Effective range: The effective range of this local variable is the range in the bytecode where it can be accessed. The starting PC indicates from which offset it can access this variable, ensuring the variable has been initialized. The length indicates the length of the effective range of this local variable starting from the starting PC, such as j having an effective range until the return bytecode instruction on line 4.

The local variable table in the stack frame is an array, with one position being one slot. long and double occupy two slots.

image.png|500

The this reference of instance objects and method parameters are also stored at the beginning of the local variable table in the order of their definitions.

image.png|500

Question: How many slots does the following code occupy?

public void test4(int k,int m){
    {
        int a = 1;
        int b = 2;
    }
    {
        int c = 1;
    }
    int i = 0;
    long j = 1;
}

Is this, k, m, a, b, c, i, j a total of 9 slots? Not necessarily.

To save space, the slots in the local variable table can be reused. Once a local variable is no longer in use, the current slot can be reused. In this case, a, b, and c will not be used later and can be reused by i and j. However, the this reference and method parameters persist throughout the method's lifecycle, and the slots they occupy will not be reused.

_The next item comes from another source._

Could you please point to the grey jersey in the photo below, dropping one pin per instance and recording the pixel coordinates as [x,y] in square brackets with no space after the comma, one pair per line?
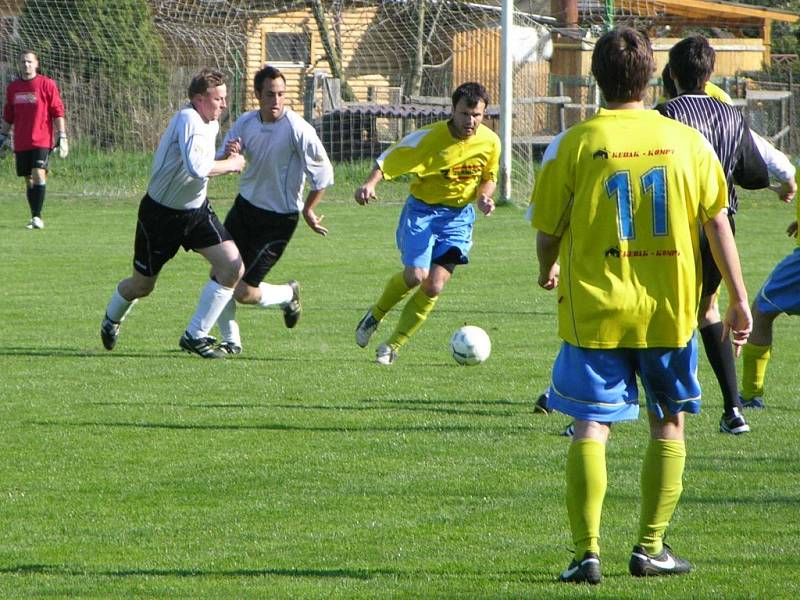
[184,157]
[279,157]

Thus, the number of slots in the local variable table should be the minimum required at runtime, which can be determined at compile time. During execution, the stack frame simply creates a local variable table array of the corresponding length.

image.png|500

Operand Stack#

The operand stack is a region in the stack frame used by the virtual machine to store intermediate data during instruction execution, following a stack structure.

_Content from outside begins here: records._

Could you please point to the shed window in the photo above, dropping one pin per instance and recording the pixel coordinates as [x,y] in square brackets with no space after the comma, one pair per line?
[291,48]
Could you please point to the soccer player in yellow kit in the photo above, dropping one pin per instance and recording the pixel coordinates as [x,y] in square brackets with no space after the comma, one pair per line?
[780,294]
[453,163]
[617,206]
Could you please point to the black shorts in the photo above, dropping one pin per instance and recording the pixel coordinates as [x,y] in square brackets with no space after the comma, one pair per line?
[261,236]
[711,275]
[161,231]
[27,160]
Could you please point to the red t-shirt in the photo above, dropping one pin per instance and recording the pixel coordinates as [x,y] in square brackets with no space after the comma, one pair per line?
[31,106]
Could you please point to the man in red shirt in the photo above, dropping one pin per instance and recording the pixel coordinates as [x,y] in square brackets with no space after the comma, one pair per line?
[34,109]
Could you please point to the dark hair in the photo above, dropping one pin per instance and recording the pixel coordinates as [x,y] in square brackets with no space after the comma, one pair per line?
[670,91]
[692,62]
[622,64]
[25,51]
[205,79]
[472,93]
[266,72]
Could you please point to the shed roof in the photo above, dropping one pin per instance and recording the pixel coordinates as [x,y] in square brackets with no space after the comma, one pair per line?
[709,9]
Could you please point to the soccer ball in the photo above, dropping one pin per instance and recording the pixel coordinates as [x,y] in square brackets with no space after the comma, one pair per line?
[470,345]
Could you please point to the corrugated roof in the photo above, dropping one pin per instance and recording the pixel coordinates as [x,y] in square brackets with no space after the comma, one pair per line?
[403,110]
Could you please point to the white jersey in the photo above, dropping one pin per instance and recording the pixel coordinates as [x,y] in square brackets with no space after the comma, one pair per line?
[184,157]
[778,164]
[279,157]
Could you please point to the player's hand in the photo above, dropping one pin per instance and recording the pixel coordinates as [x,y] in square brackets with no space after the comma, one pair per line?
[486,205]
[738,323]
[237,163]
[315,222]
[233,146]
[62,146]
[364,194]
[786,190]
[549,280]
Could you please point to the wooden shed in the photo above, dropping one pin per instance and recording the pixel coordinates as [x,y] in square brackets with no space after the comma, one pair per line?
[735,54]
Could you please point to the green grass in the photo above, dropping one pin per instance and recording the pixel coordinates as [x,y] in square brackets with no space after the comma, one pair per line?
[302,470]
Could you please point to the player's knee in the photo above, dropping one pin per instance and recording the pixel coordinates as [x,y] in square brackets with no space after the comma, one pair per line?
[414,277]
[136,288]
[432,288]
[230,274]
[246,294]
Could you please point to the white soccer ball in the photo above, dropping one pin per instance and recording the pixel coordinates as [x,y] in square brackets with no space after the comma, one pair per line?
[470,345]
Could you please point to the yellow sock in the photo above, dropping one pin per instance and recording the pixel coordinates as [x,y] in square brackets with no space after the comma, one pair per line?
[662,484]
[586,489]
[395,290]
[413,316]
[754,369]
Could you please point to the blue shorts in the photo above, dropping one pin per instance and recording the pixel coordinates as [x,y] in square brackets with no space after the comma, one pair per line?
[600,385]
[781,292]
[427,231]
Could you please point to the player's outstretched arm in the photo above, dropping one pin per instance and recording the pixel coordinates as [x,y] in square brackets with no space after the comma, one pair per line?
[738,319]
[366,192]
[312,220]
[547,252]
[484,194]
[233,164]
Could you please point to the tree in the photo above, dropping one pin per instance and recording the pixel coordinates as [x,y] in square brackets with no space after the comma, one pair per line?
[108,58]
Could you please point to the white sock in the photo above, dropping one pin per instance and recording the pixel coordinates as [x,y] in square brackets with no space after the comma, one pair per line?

The maximum depth of the operand stack can be determined at compile time, allowing for correct memory allocation during execution.

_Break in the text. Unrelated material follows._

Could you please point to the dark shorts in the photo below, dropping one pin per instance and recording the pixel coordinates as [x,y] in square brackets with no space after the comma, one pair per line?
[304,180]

Example: The maximum depth of the operand stack is 2.

image.png|500

Frame Data#

Frame data mainly includes dynamic linking, method exit, and references to the exception table.

Dynamic Linking#

When the bytecode instructions of the current class reference attributes or methods of other classes, it needs to convert symbolic references (numbers) into corresponding memory addresses in the runtime constant pool.

Dynamic linking saves the mapping relationship from numbers to memory addresses in the runtime constant pool.

image.png|500

Method Exit#

Method exit refers to when a method ends correctly or abnormally, the current stack frame will be popped, and the program counter should point to the address of the next instruction in the previous stack frame, which is the address of the next instruction in the caller.

image.png|500

Exception Table#

The exception table stores information about exception handling in the code, including the effective range of exception capture and the bytecode instruction positions to jump to after an exception occurs.

Example: In this exception table, the starting offset for exception capture is 2, and the ending offset is 4. If an object of java.lang.Exception or its subclass is thrown during execution from 2 to 4, it will be captured and then jump to the instruction at offset 7.

image.png|500

Stack Memory Overflow#

If the JVM stack has too many stack frames, exceeding the maximum size that the stack memory can allocate, a memory overflow will occur, resulting in a StackOverflowError.

image.png|500

You can set the virtual machine parameters -Xss1m or -Xss1024K. A 1M JVM stack can accommodate 10,676 stack frames.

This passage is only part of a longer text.